It’s very irritating to come to my blog and see the advertisement at top for a book proclaiming loudly ” GOD: The Failed Hypothesis. How science shows that God does not exist.” I haven’t clicked on the link, and won’t, because its very title indicates to me that it’s hogwash.
This bugs me on two levels. First, it sets off my bullshit-o-meter in a big way. God is not a scientific concept, and as such science cannot disprove the existence of God. Science has obviated the need for God or gods for many people, and science assuredly has disproven a lot of things people claim in the name of god (e.g. all of the absurdity claimed by creationists), but that’s different from disproving God itself.

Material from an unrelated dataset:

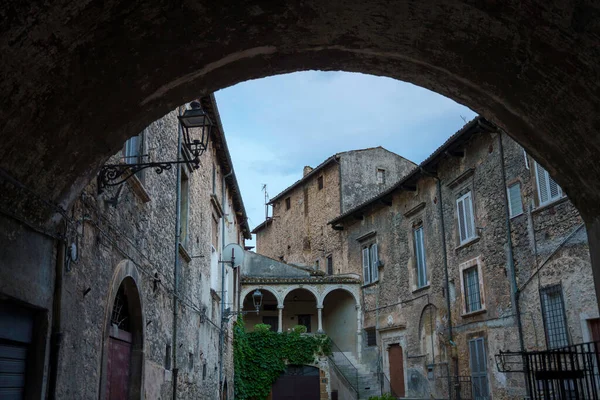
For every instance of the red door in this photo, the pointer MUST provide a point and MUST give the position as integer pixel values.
(119, 363)
(396, 370)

On the second level: if you are a scienceblogger regular and you go to a site that may have interesting and enlightening material, but you read at the top “How the Scientific Establishment is Destroying America!!!!” in big letters, what would you think? You’d be turned off to the site from the very beginning, and would approach everything you read there with suspicion. And, perhaps rightly so. But do we really want people who are religious but also interested in and open to the full implications of modern scientific knowledge to be turned off from the get-go when they arrive at this site?
Yes, scienceblogs is a site generally overrun with atheists of one stripe or another; the debate is between the radical atheists who think that anybody religious is soft-headed, ignorant, intellectual dishonest, or confused, vs. the “Neville Chamberlain” atheists who subscribe to a “live and let live” philosophy, and have no problem with people of other religious views as long as they still support good science. So, here’s me, way out on a wing as being actually religious, not just tolerant of people of religion– and, yet, still considering myself a fairly hard-line supporter of good science.
I’m very thankful for the Neville Chamberlain atheists. I’m very grouchy about this “go away religious people, you have to accept atheism into your heart to be approved as a science supporter” attitude that the advertisement showing up at the top of the site right now is supporting.
But if you’re a science blogs regular, perhaps even a PZ sycophant, you may wonder: how the hell can Rob be so deluded as to think that he’s a hard-line science supporter while still being religious?
Well, first, I should point to a post I wrote some time ago at my blog’s former location, and avoid restating all of that. (I won’t be able to avoid restating some of it, of course.) That post is : “On Being a Scientist and Not an Atheist“.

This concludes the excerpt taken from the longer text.